It's best ignored where possible, just make it clear that you don't get attention from it and move swiftly on.

You might need to keep a really close eye on the child for a while until he's through this phase though as they can do some silly things.

Good luck! :D

newandlearning
15-06-2009, 09:43 PM
hi.. well it could well be attention seeking.. hmm.. hadn't thought of that..
xxx I think its really easy to forget a child age when they are very articulate
and sound switched on.. sometimes I have to keep reminding myself that
he's only 2 and a half..xx thanks a lot.

singlewiththree
16-06-2009, 06:16 AM
My two and a half year old does it too, she is the youngest of 3. I take it as she has just realised that she will get in trouble and she is learning right from wrong. I treat it as lying as she does know that she should tell the truth and I talk to them all about the importance of telling the truth, read Peter and the Wolf and such stories and hope the message gets across. I don't think with my DD its attention seeking as she gets most of the attention anyway as she is very clingy.

haribo
16-06-2009, 06:58 AM
i havent had this yet with my two los who are 2 and nearly 2 . but the nearly 2 is really crafty ( for want of a better word) i see her dominating the other one -she will push her to get a reaction or take things off her - when i come into view or she realises im watching she hurriedly puts her arm round her and says " aahh be nice " :laughing:

Spangles
16-06-2009, 07:03 AM
Could you carefully word things so that the child has no chance to lie?

If the child does lie could you jokingly answer by saying something lighthearted about them winding you up or joking?
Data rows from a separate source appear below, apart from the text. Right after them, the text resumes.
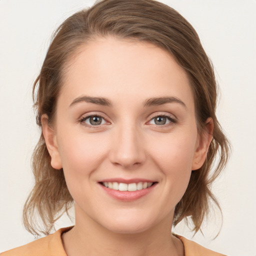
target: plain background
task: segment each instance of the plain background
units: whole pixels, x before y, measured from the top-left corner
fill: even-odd
[[[223,212],[192,239],[229,256],[256,256],[256,1],[162,1],[198,32],[220,88],[218,116],[232,142],[228,167],[212,190]],[[34,240],[22,226],[33,184],[30,159],[39,131],[32,88],[50,36],[64,18],[92,0],[0,0],[0,252]],[[56,228],[72,224],[64,217]],[[180,226],[177,232],[192,234]]]

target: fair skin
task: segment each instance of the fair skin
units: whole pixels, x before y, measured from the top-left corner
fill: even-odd
[[[74,201],[67,255],[184,255],[171,234],[174,208],[212,130],[208,118],[198,134],[186,72],[153,44],[112,37],[89,42],[71,62],[54,124],[42,117],[52,165],[63,168]],[[134,183],[135,192],[110,188]]]

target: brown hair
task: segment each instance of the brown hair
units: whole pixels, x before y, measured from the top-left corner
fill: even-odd
[[[108,35],[150,42],[169,52],[190,78],[199,132],[207,118],[212,118],[213,140],[206,160],[200,169],[192,172],[188,188],[175,209],[174,224],[190,218],[197,232],[208,212],[210,202],[219,207],[210,188],[226,163],[229,144],[215,114],[217,86],[213,67],[194,28],[174,10],[152,0],[104,0],[67,18],[54,34],[34,85],[38,124],[41,126],[44,114],[50,122],[54,119],[66,68],[80,46]],[[214,170],[210,172],[214,164]],[[35,184],[24,206],[24,222],[30,232],[48,234],[73,200],[63,170],[54,170],[50,165],[42,134],[34,149],[32,169]],[[38,222],[38,216],[42,222]]]

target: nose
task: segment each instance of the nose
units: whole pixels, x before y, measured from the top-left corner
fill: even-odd
[[[115,131],[110,162],[126,168],[143,164],[146,160],[144,143],[141,133],[135,126],[120,127]]]

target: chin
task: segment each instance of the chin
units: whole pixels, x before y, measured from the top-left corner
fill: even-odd
[[[108,230],[114,233],[122,234],[134,234],[143,232],[150,229],[155,222],[152,218],[147,218],[146,214],[127,214],[113,218],[110,216],[107,220],[105,219],[104,224],[102,226]],[[149,217],[149,216],[148,216]],[[107,221],[106,221],[107,220]]]

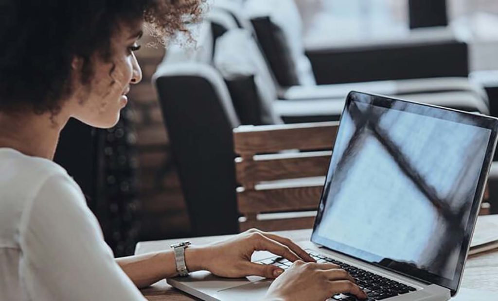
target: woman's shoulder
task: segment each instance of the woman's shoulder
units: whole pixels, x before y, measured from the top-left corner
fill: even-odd
[[[49,186],[49,187],[48,187]],[[0,148],[0,210],[18,215],[28,209],[43,188],[57,193],[68,188],[81,190],[61,166],[49,160]]]
[[[81,191],[56,163],[0,148],[0,229],[3,229],[0,241],[15,240],[15,233],[27,221],[34,203],[40,197],[45,199],[44,205],[52,208],[57,204],[51,203],[61,202],[62,198],[68,205],[80,206],[85,202]]]
[[[28,156],[12,148],[0,148],[0,170],[4,172],[1,175],[6,178],[2,182],[19,180],[21,185],[25,181],[19,177],[31,181],[43,181],[54,174],[69,177],[66,170],[53,161]]]

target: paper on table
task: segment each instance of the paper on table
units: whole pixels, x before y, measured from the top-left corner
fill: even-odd
[[[498,300],[498,293],[461,288],[457,296],[452,298],[450,301],[474,301],[474,300],[496,301]]]

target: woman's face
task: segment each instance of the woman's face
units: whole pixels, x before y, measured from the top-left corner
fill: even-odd
[[[142,72],[133,51],[139,46],[142,22],[122,25],[111,39],[111,59],[104,61],[96,54],[94,75],[90,88],[78,85],[68,103],[69,114],[87,124],[102,128],[112,127],[126,105],[130,85],[142,79]]]

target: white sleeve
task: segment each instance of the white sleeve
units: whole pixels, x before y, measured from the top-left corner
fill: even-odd
[[[145,300],[116,263],[72,179],[49,177],[30,208],[21,218],[19,269],[31,300]]]

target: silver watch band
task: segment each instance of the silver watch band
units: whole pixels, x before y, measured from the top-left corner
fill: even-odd
[[[190,241],[184,241],[171,245],[175,253],[175,264],[176,265],[176,271],[180,276],[188,275],[188,270],[185,264],[185,249],[190,245]]]

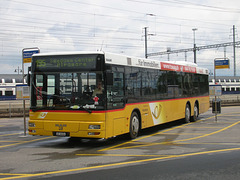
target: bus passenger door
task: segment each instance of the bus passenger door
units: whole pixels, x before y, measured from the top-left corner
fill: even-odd
[[[108,133],[112,134],[112,136],[128,131],[124,107],[124,74],[122,72],[113,72],[112,84],[107,85],[107,109],[111,111],[108,111],[106,116],[107,123],[110,125],[107,129],[111,131]]]

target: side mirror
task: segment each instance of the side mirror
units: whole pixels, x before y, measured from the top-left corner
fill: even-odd
[[[113,85],[113,73],[107,73],[107,85],[112,86]]]

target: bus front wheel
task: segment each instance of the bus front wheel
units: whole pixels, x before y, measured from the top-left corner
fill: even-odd
[[[129,129],[129,136],[131,139],[135,139],[138,136],[140,127],[140,121],[138,114],[136,112],[133,112],[130,119],[130,129]]]
[[[189,123],[191,119],[191,109],[189,104],[186,104],[186,108],[185,108],[185,122]]]

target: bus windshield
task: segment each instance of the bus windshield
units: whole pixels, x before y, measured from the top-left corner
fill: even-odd
[[[31,83],[31,109],[104,109],[101,71],[36,73]]]

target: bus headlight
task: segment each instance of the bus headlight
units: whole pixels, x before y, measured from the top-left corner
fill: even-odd
[[[100,129],[100,125],[89,125],[88,129]]]
[[[29,127],[36,127],[35,123],[28,123]]]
If they are doing it for attention at least they will get positive and happy attention and may learn not to do it, it will take the tension out of the situation as well.
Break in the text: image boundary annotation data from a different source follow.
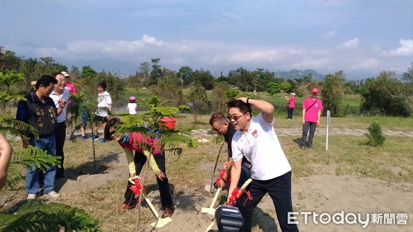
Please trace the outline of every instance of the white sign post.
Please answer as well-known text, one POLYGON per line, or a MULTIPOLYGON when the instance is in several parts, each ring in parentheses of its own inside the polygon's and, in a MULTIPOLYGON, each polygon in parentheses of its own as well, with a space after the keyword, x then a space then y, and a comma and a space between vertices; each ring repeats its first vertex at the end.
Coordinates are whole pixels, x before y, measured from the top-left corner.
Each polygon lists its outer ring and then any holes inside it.
POLYGON ((327 111, 327 130, 326 134, 326 150, 328 150, 328 125, 330 125, 330 111, 327 111))

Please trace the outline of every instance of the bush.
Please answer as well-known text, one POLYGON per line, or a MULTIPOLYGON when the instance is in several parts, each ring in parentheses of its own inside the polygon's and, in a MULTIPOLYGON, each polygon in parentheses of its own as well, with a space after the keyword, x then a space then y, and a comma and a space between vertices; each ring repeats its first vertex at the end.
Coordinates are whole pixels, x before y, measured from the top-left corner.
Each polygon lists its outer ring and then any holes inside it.
POLYGON ((368 141, 366 145, 378 146, 384 143, 385 139, 383 132, 381 132, 381 128, 375 121, 373 122, 368 128, 368 133, 366 133, 365 135, 368 139, 368 141))

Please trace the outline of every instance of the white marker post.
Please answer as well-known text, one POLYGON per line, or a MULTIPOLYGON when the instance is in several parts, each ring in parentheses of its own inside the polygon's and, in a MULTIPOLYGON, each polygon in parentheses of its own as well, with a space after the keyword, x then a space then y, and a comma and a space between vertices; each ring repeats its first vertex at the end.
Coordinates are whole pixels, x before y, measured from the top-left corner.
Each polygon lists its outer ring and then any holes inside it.
POLYGON ((327 130, 326 134, 326 150, 328 150, 328 125, 330 125, 330 111, 327 111, 327 130))

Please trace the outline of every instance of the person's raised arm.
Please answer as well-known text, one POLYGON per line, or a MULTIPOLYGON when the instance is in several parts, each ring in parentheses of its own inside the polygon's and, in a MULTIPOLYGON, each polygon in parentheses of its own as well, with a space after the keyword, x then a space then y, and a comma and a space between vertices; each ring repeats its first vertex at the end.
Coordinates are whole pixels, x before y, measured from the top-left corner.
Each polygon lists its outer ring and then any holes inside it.
POLYGON ((274 120, 274 106, 270 102, 245 97, 240 97, 238 100, 255 107, 258 111, 261 111, 264 121, 271 123, 274 120))
POLYGON ((229 190, 228 192, 227 202, 229 202, 229 199, 231 196, 233 191, 237 187, 238 181, 240 181, 240 176, 241 176, 241 163, 242 159, 233 161, 233 165, 231 168, 231 185, 229 186, 229 190))
POLYGON ((0 134, 0 189, 7 182, 7 172, 12 158, 13 148, 7 141, 6 137, 0 134))

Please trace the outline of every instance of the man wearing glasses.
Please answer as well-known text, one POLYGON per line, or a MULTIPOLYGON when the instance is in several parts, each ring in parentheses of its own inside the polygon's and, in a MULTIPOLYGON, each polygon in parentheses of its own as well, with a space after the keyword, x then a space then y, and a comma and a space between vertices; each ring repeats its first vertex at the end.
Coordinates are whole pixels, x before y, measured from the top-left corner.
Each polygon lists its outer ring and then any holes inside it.
MULTIPOLYGON (((252 200, 244 194, 238 200, 245 202, 240 209, 245 220, 244 231, 251 231, 253 209, 264 196, 270 195, 282 231, 298 231, 297 224, 288 221, 293 211, 291 167, 274 130, 274 106, 269 102, 240 97, 228 102, 228 119, 237 130, 232 139, 233 165, 229 192, 237 187, 241 174, 242 156, 251 161, 253 181, 247 187, 252 200), (261 113, 252 117, 251 106, 261 113)), ((229 202, 231 194, 228 196, 229 202)))
MULTIPOLYGON (((54 90, 50 93, 50 97, 54 102, 56 108, 59 108, 59 101, 63 99, 66 102, 69 101, 70 93, 65 88, 67 79, 61 73, 54 73, 54 78, 57 84, 54 85, 54 90)), ((61 156, 61 167, 57 167, 55 178, 65 177, 65 168, 63 167, 63 161, 65 156, 63 153, 63 146, 65 146, 65 139, 66 138, 66 119, 67 117, 67 106, 66 104, 62 110, 62 113, 57 116, 57 123, 56 124, 56 130, 54 137, 56 138, 56 156, 61 156)))
MULTIPOLYGON (((222 189, 225 186, 225 183, 228 181, 229 176, 231 176, 231 167, 233 165, 231 141, 233 136, 235 132, 235 130, 232 124, 228 121, 225 115, 220 112, 214 113, 212 116, 211 116, 209 124, 212 126, 212 130, 213 131, 220 135, 224 136, 225 142, 226 142, 228 146, 228 160, 226 162, 226 167, 225 167, 225 173, 221 180, 220 180, 218 186, 222 189)), ((240 181, 238 181, 237 187, 241 187, 241 185, 242 185, 251 176, 251 164, 245 156, 242 157, 241 168, 241 176, 240 177, 240 181)))
MULTIPOLYGON (((19 102, 16 114, 17 120, 32 126, 39 131, 39 139, 35 139, 34 135, 29 133, 27 135, 30 140, 22 139, 23 148, 26 148, 31 145, 47 151, 48 154, 53 156, 56 155, 54 130, 57 116, 63 112, 67 102, 64 99, 60 99, 57 103, 59 107, 57 108, 53 100, 49 97, 55 84, 57 84, 57 81, 52 76, 42 76, 36 82, 36 91, 31 91, 25 96, 27 101, 21 100, 19 102)), ((28 193, 27 200, 36 199, 41 183, 43 183, 45 195, 52 198, 59 197, 59 194, 54 191, 56 166, 50 165, 41 176, 39 176, 39 172, 40 170, 36 167, 29 169, 26 172, 25 188, 28 193)))

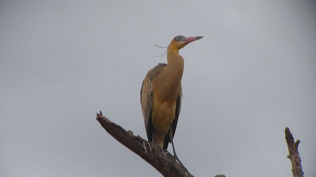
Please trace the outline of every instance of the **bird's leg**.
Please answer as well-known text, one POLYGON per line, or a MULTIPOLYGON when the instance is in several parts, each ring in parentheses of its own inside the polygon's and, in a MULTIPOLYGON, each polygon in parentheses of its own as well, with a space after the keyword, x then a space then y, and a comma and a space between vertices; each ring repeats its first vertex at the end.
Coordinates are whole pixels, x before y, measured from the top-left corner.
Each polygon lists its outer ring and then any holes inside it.
POLYGON ((182 166, 183 166, 183 164, 182 164, 181 162, 180 161, 179 158, 178 158, 178 156, 177 156, 177 154, 176 153, 176 150, 174 148, 174 145, 173 145, 173 134, 172 133, 172 129, 171 125, 170 126, 169 131, 169 138, 170 139, 170 140, 171 142, 171 145, 172 145, 172 150, 173 150, 173 157, 174 158, 173 161, 170 164, 170 165, 169 165, 169 166, 170 167, 174 163, 174 162, 176 161, 176 160, 178 160, 179 163, 180 163, 181 165, 182 165, 182 166))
As the child gets older, if they still do this, you could face it then by reading books on lying, etc.

Lady Haha
16-06-2009, 09:22 AM
Could you carefully word things so that the child has no chance to lie?

If the child does lie could you jokingly answer by saying something lighthearted about them winding you up or joking? If they are doing it for attention at least they will get positive and happy attention and may learn not to do it, it will take the tension out of the situation as well.
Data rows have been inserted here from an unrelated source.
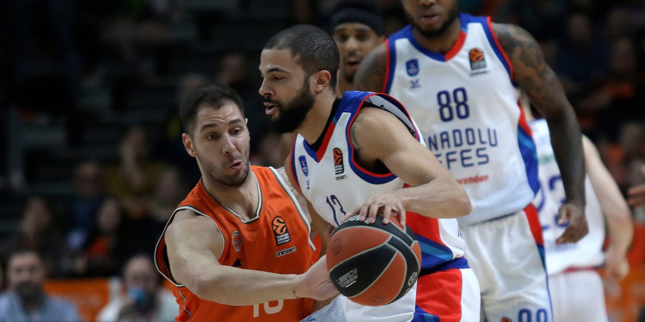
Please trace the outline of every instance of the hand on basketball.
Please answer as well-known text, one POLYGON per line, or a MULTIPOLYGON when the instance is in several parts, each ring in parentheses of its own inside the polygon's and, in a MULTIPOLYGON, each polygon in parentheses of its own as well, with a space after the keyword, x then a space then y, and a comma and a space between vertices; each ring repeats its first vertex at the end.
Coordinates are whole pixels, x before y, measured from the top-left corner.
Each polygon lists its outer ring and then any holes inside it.
POLYGON ((587 217, 584 215, 584 206, 579 204, 567 202, 558 209, 558 224, 569 222, 562 236, 555 240, 555 243, 575 243, 589 232, 587 217))
POLYGON ((345 219, 357 214, 360 214, 361 221, 369 223, 376 221, 376 214, 381 214, 383 216, 383 223, 390 222, 390 217, 398 217, 399 222, 405 225, 405 208, 401 203, 401 198, 396 195, 386 193, 382 194, 375 194, 367 198, 360 209, 355 210, 347 214, 345 219))
POLYGON ((326 257, 321 257, 304 274, 299 276, 301 281, 293 295, 297 298, 311 298, 320 301, 339 294, 338 290, 329 279, 326 257))
POLYGON ((625 254, 620 254, 615 247, 610 246, 605 255, 605 269, 610 277, 620 281, 630 272, 630 264, 625 254))

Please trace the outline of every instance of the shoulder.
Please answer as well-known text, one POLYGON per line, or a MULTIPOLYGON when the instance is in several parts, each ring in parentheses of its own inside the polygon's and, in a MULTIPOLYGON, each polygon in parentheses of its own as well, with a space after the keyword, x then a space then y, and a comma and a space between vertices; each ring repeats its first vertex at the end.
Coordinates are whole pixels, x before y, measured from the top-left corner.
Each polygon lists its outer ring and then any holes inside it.
POLYGON ((188 231, 193 231, 195 229, 219 229, 216 225, 213 224, 213 220, 210 218, 200 214, 193 210, 184 209, 178 210, 175 213, 172 222, 166 229, 166 235, 172 239, 173 236, 179 236, 186 234, 188 231))
POLYGON ((499 44, 510 55, 512 61, 517 56, 513 55, 516 51, 522 49, 539 48, 535 39, 523 28, 515 24, 505 23, 493 23, 493 31, 495 32, 499 44))
POLYGON ((121 307, 121 298, 113 299, 107 305, 103 307, 96 316, 97 322, 111 322, 116 321, 119 317, 119 311, 121 307))

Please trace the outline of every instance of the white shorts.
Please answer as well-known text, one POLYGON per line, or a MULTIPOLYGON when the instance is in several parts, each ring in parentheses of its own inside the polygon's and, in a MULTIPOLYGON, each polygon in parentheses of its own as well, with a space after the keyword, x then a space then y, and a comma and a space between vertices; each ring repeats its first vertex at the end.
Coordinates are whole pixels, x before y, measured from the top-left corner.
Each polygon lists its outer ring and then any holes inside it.
POLYGON ((479 281, 482 320, 552 321, 542 227, 535 206, 460 229, 466 258, 479 281))
POLYGON ((417 283, 402 298, 381 307, 368 307, 338 296, 301 322, 410 322, 414 315, 417 283))
POLYGON ((602 280, 591 269, 549 276, 555 322, 608 322, 602 280))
As the child gets older, if they still do this, you could face it then by reading books on lying, etc.


hehe! I still 'word' things so they can't lie! Instead of saying 'Did you do drop that on the floor' or 'Did you hit so and so?' I always say ' Why did you drop that on the floor?' and 'Why did you hit so and so?" even if I didn't see! Works every time! When you give them the chance to make an excuse for their behaviour, the truth comes out!

Helen79
16-06-2009, 10:16 AM
hehe! I still 'word' things so they can't lie! Instead of saying 'Did you do drop that on the floor' or 'Did you hit so and so?' I always say ' Why did you drop that on the floor?' and 'Why did you hit so and so?" even if I didn't see!

I try to do the same but dd will always still try to lie, even when I clearly saw her hitting ds she'll still claim he bumped his head on the floor even when I ask 'why did you hit ds?'

She forgets that our flat is very small & I can hear her every move where ever I am in the house even if I can't see her :laughing:

I wouldn't make a big deal out of it at that age but let them know that you do know the truth & still ask them to apologise & that they won't get away with the unwanted behaviour that they're lying about.